As I mentioned in my last video tutorial on AMFPHP, I want to take a few minutes and talk about the steps you can take to make it as secure as possible. Most of what I’m going to share was taken from a blog post written by Wade Arnold. One important thing to note right off the bat is that I will be talking about security as it relates to AMFPHP 1.9 and higher. If you are using an earlier version you will want to check elsewhere for the details for you specific version. So without further adieu, here are the steps to better AMFPHP security:
Delete the Service Browser
If you’ve watched my tutorials you know that the Service Browser is that Flex application that allows you, or anyone else for that matter, to see all of the services and methods you have available. For obvious reasons you will want to delete this on your production machine. You don’t want random people seeing all the goodies that you have exposed. To get rid of it simply delete the browser folder that is located in your AMFPHP root directory.
Delete the DiscoveryService service
The DiscoveryService service is included when you install AMFPHP. When you go to the Service Browser for the first time you will see it as the one and only service. This service exposes methods that give all the details about the services and methods you have available. In that sense it is very much like the Service Browser itself and should be deleted for the same reasons. From your AMFPHP root directory, go into the services folder. From there either delete the entire amfphp folder or just the DiscoveryService.php file which is located inside of it.
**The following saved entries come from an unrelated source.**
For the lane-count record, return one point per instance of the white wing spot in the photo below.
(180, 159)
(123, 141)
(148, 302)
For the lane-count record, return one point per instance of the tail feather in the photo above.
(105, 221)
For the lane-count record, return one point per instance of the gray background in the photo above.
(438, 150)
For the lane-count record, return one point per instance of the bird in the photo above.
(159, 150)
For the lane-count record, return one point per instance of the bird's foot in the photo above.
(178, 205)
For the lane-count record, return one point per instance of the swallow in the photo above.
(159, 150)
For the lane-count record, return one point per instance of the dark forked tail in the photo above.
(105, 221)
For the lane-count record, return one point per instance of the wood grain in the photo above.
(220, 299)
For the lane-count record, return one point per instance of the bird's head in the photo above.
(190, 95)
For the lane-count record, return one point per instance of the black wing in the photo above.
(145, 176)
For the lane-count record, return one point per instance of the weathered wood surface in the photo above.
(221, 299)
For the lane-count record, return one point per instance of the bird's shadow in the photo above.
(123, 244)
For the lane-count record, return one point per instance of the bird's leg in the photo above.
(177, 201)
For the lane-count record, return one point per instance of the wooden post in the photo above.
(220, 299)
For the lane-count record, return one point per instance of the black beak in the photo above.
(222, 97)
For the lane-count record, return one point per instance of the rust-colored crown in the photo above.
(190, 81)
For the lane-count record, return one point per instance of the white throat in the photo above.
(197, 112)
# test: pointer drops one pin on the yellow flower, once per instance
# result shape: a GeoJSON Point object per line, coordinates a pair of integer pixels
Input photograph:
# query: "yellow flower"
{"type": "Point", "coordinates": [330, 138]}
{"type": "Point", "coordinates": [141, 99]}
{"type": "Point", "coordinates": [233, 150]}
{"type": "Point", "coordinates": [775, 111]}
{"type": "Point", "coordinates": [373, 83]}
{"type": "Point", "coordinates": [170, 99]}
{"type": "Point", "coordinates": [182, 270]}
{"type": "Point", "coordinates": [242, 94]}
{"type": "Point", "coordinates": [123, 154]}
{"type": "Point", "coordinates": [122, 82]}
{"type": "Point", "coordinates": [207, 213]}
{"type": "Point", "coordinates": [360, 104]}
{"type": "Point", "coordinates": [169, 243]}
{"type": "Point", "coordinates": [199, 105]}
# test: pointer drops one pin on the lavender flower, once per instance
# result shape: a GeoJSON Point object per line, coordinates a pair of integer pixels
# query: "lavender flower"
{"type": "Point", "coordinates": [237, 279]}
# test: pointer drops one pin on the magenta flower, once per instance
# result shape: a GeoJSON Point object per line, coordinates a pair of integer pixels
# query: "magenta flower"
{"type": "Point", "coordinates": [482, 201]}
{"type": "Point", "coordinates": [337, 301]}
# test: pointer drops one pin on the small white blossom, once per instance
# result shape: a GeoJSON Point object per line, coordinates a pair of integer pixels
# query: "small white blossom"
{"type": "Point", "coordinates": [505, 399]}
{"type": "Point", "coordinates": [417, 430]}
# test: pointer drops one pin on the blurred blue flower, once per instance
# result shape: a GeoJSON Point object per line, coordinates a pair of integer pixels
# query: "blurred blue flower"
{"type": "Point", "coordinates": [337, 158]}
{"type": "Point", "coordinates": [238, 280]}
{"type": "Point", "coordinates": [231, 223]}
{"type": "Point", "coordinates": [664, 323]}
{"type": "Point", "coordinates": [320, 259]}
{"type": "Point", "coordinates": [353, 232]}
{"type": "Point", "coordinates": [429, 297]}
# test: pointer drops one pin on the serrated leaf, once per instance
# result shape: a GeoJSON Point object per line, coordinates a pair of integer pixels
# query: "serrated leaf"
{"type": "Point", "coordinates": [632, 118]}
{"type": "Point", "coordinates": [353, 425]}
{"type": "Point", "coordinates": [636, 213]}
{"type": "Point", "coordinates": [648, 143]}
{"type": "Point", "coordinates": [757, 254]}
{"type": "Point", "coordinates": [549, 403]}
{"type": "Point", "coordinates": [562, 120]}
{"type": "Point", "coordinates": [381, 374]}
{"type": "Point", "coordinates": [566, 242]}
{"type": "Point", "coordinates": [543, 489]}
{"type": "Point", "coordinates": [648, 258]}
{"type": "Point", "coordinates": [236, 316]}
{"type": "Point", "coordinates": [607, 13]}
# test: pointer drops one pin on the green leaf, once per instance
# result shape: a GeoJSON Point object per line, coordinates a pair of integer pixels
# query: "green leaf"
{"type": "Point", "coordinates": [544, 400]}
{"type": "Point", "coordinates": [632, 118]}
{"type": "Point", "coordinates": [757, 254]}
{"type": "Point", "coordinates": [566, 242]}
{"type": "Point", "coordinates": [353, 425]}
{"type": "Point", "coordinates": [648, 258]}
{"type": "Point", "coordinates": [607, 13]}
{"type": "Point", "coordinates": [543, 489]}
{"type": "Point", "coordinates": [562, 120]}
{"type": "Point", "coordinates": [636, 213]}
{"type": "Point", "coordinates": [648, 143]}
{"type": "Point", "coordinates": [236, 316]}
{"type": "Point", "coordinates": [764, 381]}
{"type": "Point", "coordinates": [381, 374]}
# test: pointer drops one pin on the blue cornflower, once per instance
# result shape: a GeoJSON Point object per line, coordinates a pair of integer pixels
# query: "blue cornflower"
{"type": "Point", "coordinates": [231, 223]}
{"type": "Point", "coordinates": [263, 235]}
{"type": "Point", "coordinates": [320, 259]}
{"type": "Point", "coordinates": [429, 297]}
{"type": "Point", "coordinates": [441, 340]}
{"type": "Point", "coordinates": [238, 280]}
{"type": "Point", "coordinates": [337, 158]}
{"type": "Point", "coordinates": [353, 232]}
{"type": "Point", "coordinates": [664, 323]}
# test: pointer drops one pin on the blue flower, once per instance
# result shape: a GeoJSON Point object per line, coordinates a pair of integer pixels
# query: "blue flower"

Set the PRODUCTION_SERVER property
The PRODUCTION_SERVER property is located in the gateway.php file which is located in the root AMFPHP folder. This property is set to false by default but should be set to true in production environments. This will disable things like remote tracing and debugging headers. Open gateway.php and set the property like so:
Run over SSL if possible
I’m definitely not a server geek so don’t ask me how you would do this. But the idea is that the data going back and forth between Flash and AMFPHP will not be plain text and this would of course make it much harder for people to be able sniff out the actual data.
Running the beforeFilter
In AMFPHP 1.9 there is a new feature which will allow you to authenticate the calling client to make sure they have the right access level to call the service. Basically you define a function in your service class named beforeFilter using the signature below:
public function beforeFilter($function_called)
This function will be called before your service method which was called by the client. If this function returns true, then the service method is called. If not, then a security error is thrown. It is inside this function that you can do some type of authentication. Joshua Ostrom has a nice blog post that goes into more details on this.
General PHP security
Since AMFPHP and all of the services you expose with it are nothing more than PHP files, you will want to familiarize yourself with some basic PHP security guidelines. Preventing SQL injection is one of the biggest areas that you need to make sure you protect against. There are many good articles on the web that explain how to prevent this attack. If you do a lot of PHP work, do yourself a favor and pick up a book like Essential PHP Security to make sure that you are being safe.